The Hidden Costs of Sticking to OpenAI (and What to Do Instead)

In the beginning, there was OpenAI… then came the flood. :)

Over the past two years, the number of LLM models has grown significantly, each with its own pros and cons. Yet, many companies still rely heavily on OpenAI, possibly due to convenience or a lack of understanding of alternatives.

In some cases, OpenAI might be a good choice. However, in many of the use cases I’ve observed, it might not be ideal—especially if speed is crucial to your application. Speed here refers to the response time, usually measured in tokens per second.

Disclaimer: I am not recommending any specific provider or model in this post. Instead, I want to illustrate how comparing models can make a significant difference when you care about quality, price, and speed. Especially when going into production, these factors really matter.

Comparing Models and Providers

Before considering any alternatives, it’s essential to:

Look at leaderboards and benchmark metrics for the models themselves.
Compare performance across different providers.

Even the same model can behave differently depending on the provider. For example, a Llama model on Fireworks may have drastically different response times compared to the same model on Together.

Benchmark Example:

https://artificialanalysis.ai/models/llama-3-2-instruct-1b/providers

Concrete Example: Summarizing API

Below is a real-world scenario. We built a summarizing API (it does a bit more than just summarizing, but that’s not crucial here). The key metric is the speed-to-cost ratio. Initially, we used OpenAI as the provider.

When provider = openai is selected, it automatically chooses gpt-4o-mini, the fastest OpenAI model (with Azure possibly being slightly faster).

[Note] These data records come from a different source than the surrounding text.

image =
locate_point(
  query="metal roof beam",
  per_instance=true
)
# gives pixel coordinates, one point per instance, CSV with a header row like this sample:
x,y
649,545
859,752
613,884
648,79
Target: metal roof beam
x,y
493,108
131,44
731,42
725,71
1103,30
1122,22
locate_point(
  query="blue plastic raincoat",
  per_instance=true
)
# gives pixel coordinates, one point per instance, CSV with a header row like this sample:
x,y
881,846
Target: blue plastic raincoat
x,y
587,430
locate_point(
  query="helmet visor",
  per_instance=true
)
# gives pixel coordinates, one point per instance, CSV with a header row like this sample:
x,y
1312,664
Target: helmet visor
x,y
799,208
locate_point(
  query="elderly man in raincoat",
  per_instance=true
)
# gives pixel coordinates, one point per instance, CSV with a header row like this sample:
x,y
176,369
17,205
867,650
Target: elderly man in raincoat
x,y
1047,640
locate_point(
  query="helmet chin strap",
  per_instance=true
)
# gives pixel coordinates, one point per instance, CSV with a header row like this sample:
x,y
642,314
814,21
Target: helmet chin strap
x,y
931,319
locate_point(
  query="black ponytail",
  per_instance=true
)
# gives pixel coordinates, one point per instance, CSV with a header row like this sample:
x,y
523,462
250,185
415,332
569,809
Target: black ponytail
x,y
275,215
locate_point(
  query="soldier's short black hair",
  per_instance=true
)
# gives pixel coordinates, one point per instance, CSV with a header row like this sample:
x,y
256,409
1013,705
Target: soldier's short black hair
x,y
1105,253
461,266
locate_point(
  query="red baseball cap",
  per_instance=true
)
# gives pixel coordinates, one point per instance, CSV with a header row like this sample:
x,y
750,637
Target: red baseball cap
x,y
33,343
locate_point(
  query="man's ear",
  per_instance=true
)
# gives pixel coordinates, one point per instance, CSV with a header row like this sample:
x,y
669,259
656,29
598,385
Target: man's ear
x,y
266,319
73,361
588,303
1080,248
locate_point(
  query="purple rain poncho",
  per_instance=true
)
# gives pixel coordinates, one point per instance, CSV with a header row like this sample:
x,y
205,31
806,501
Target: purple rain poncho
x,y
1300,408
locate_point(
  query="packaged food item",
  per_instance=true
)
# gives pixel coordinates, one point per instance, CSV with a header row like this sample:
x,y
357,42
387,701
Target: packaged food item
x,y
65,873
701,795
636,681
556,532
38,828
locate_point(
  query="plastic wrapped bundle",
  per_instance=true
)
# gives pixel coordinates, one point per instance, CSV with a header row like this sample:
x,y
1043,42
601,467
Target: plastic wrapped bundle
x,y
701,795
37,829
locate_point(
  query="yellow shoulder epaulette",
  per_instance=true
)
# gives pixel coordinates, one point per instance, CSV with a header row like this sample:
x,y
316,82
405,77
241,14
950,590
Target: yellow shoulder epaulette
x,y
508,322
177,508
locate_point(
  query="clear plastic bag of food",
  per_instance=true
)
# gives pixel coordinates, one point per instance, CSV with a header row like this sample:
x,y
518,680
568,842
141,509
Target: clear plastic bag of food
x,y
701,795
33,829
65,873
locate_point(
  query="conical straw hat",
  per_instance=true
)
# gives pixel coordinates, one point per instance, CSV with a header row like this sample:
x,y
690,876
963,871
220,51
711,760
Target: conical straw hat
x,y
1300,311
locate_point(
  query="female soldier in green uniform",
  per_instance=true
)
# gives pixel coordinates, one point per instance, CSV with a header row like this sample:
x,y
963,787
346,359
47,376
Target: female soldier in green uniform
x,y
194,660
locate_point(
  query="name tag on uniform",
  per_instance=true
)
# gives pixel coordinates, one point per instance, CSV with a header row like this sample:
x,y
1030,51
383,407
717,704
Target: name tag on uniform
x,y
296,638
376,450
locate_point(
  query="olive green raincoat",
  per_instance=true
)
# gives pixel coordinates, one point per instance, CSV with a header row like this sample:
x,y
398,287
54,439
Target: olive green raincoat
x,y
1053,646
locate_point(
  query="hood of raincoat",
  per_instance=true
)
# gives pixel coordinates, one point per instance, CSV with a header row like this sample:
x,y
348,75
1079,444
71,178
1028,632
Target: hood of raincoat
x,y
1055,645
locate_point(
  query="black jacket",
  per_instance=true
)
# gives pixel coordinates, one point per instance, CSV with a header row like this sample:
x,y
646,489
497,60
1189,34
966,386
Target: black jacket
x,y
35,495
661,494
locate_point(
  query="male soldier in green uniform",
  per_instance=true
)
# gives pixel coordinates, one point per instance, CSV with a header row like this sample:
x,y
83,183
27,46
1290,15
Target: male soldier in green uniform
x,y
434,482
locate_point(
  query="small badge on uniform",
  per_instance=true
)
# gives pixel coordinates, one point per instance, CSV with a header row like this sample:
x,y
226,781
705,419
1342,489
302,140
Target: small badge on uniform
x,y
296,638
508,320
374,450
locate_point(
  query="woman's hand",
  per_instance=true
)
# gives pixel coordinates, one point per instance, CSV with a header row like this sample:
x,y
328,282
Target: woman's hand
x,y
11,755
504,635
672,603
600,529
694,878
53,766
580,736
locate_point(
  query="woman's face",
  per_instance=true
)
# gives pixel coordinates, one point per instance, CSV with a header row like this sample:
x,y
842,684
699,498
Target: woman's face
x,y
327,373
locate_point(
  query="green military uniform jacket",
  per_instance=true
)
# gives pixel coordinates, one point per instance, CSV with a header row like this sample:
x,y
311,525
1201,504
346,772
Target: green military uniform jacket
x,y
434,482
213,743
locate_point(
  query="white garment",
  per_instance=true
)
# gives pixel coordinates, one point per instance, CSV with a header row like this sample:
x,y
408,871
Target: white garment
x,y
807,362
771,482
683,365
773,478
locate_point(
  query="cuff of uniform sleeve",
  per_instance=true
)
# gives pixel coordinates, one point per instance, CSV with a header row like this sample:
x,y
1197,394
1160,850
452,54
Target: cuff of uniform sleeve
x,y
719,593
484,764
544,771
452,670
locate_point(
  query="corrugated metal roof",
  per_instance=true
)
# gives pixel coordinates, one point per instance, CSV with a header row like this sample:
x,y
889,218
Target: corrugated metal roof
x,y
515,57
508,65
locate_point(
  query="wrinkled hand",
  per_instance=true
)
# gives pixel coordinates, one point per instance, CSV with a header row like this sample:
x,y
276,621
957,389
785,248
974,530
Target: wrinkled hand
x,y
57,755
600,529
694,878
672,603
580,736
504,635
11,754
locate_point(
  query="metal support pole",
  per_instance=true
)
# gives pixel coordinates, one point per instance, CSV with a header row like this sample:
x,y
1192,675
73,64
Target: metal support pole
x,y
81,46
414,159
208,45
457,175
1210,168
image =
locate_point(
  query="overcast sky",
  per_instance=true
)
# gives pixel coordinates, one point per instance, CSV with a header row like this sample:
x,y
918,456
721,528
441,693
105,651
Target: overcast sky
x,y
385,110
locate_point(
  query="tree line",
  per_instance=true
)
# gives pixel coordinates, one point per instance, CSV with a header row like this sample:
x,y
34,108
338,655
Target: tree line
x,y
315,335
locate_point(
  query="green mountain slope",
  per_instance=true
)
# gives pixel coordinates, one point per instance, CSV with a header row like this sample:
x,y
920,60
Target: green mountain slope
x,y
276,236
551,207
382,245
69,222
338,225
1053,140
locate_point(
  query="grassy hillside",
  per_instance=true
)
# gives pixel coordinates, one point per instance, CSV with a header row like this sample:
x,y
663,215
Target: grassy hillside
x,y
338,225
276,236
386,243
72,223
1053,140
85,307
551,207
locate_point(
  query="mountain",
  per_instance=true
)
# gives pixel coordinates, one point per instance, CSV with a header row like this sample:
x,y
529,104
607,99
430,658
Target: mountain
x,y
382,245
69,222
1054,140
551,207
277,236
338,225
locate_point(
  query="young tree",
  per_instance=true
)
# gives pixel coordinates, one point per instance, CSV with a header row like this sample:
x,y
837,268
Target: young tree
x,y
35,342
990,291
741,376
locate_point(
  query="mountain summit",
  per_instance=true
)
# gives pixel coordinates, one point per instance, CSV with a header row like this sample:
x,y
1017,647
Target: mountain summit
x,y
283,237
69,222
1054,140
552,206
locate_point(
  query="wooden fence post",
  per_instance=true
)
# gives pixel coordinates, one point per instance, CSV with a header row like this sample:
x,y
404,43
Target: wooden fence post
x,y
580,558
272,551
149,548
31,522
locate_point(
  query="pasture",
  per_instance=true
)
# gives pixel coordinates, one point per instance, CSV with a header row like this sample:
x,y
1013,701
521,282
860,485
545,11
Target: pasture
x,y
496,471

Running a summary on one of my blog posts took about 4.5 seconds:

Switching Providers: Llama on Together.ai

Next, we switched to Llama 3.1 8b on Together.ai. The difference was significant, despite generating more output tokens.

After multiple tests, the speed difference remained huge—almost a 3x improvement compared to OpenAI. And not just Together, but Fireworks.ai also showed similar improvements.

Note: Different models on the same provider can yield different results. On Together, the 8b model performed at 240–270 tokens/second, more than double gpt-4o-mini.